En récompensant les plus méritants, un système social basé sur ce principe attire les talents les plus ambitieux. On y apprend comment parvenir au succès. Graduellement se crée un système auto-entretenu de connaissances, de savoirs-faire et d’institutions, toujours plus efficace et élitiste avec des points de comparaison et de progression bien établis.
La définition de ce que l’on entend par «mérite» est l’élément crucial. En valorisant les valeurs qui supportent le système dans son ensemble, on établit les bases de sa pérennité. Si on favorise plutôt le profit, la gloire ou le pouvoir individuel, on attire un autre genre de candidats et le système se dévoie au gré des enjeux. Étrangement, plus le mérite se comptabilise, plus les dérapages se produisent, d’où le questionnement à propos d’un système d’éducation qui s’appuie trop fortement sur les évaluations quantitatives par rapport à un autre qui s’attarde plutôt aux réalisations où aux qualités des individus dans leur ensemble.

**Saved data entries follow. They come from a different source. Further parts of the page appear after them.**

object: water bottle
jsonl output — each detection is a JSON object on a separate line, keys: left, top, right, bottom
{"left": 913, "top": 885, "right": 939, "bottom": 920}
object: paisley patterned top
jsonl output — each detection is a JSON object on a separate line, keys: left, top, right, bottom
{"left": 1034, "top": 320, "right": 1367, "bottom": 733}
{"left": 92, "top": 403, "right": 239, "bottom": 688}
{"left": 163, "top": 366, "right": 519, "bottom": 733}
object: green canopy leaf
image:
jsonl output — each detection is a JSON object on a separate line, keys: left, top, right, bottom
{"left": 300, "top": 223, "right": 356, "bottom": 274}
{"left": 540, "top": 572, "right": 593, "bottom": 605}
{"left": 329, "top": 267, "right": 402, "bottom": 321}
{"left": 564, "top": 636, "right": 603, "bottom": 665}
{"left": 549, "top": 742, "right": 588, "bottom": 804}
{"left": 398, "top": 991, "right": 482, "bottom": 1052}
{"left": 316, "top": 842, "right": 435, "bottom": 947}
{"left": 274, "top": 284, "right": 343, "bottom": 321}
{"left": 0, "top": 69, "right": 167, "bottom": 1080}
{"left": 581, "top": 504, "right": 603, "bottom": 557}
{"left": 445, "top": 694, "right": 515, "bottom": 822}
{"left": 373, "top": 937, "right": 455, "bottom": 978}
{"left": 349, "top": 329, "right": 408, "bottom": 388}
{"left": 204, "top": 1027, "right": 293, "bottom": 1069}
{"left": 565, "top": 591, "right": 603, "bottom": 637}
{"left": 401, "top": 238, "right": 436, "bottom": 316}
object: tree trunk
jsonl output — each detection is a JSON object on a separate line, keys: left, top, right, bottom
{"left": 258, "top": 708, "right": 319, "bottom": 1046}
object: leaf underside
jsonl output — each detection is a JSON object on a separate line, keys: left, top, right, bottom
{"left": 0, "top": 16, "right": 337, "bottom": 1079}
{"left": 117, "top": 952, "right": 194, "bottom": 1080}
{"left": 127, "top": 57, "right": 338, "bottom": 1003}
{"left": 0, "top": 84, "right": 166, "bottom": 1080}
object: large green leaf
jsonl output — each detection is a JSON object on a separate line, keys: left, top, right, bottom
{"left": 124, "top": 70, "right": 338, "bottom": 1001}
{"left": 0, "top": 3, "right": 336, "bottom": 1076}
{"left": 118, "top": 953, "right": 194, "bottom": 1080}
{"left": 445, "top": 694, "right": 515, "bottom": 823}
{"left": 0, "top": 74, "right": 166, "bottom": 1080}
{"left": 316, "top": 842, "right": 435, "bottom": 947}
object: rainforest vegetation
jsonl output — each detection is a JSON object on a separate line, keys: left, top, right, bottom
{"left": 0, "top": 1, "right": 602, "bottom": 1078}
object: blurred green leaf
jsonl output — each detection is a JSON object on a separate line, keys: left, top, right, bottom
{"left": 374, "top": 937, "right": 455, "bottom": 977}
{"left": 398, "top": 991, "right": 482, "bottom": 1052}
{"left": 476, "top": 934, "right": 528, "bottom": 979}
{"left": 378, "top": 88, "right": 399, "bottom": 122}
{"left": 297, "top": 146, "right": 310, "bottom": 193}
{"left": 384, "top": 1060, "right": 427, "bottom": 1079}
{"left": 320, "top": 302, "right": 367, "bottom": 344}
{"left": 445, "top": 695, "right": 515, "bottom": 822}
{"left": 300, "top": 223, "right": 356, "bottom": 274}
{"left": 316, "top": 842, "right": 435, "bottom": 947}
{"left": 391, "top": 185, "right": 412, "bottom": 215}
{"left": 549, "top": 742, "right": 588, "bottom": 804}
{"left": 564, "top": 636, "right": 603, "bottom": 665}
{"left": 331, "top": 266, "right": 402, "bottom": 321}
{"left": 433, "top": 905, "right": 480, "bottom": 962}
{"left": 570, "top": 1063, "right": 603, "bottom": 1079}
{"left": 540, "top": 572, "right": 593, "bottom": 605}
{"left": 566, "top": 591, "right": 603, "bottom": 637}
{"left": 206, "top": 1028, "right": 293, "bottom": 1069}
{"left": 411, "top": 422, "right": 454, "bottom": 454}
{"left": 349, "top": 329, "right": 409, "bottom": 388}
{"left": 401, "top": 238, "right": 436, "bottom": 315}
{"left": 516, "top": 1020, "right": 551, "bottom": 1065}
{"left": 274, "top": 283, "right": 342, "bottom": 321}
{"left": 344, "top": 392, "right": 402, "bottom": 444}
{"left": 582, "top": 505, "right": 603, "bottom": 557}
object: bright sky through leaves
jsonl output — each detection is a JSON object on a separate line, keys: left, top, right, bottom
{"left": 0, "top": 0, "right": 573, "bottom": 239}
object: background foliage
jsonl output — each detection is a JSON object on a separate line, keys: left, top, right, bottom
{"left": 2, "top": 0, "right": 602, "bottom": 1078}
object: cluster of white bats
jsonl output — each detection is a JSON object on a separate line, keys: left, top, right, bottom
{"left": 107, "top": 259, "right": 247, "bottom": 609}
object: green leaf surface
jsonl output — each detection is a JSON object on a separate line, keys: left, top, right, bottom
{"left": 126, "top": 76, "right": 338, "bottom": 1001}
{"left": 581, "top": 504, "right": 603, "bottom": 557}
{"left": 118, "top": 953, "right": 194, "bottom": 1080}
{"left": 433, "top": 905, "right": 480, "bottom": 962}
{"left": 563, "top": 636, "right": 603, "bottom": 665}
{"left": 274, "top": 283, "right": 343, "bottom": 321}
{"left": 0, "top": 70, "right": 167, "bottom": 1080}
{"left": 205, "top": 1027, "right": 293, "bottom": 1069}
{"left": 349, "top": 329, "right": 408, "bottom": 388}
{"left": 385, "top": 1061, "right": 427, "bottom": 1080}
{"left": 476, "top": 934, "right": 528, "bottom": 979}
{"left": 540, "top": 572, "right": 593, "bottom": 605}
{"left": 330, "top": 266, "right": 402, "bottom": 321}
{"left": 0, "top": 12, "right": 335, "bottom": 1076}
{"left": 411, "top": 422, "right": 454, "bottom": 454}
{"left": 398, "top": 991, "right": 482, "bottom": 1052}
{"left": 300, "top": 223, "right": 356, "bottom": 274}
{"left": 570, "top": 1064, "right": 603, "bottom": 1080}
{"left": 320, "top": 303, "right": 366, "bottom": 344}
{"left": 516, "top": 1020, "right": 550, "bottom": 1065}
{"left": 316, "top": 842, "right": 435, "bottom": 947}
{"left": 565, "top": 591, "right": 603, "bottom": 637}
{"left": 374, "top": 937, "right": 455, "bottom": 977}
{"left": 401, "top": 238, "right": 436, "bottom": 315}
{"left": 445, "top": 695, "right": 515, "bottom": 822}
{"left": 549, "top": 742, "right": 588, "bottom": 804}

En éducation on parle de course aux notes et aux diplômes, aux bourses, aux crédits de recherche, aux publications, aux découvertes, au prestige, aux emplois bien payés. Qui n'y serait pas sensible ? Un système éducatif conçu dans ce mode de pensée prétend que, pour réussir, il faut se surpasser... et ça fonctionne ! Mais pas pour ceux qui n’ont pas les conditions ou les capacités nécessaires dans ce contexte compétitif. Que fait-on avec eux ? Gare aussi à la désillusion du lauréat si son «mérite» est illusoire en dehors de son institution. Gare enfin aux excès si l’objectif n’est plus que de gagner ou d’être le meilleur. Toute la vie n'est pas une compétition.
On peut stimuler l'implication par bien d’autres sources de motivation moins compétitives, comme le plaisir de comprendre, la satisfaction de contribuer au succès d’un projet ou du groupe, par la fierté d'atteindre ses propres objectifs et se réaliser dans toutes ses facettes. Même l'intelligence artificielle s'en mêle, avec ses biais plus ou moins évidents. On peut bien se surpasser pour gagner le prix, être le meilleur, être reconnu, mais on peut aussi consacrer toute sa vie au soin des autres, à une oeuvre édifiante ou à nourrir la planète. Si on fait bien notre travail, il y aura au moins une personne qui reconnaîtra notre mérite: soi-même. Personne d’autre ne peut nous donner autant confiance en nous-même. À la fin, c’est le seul mérite qui compte.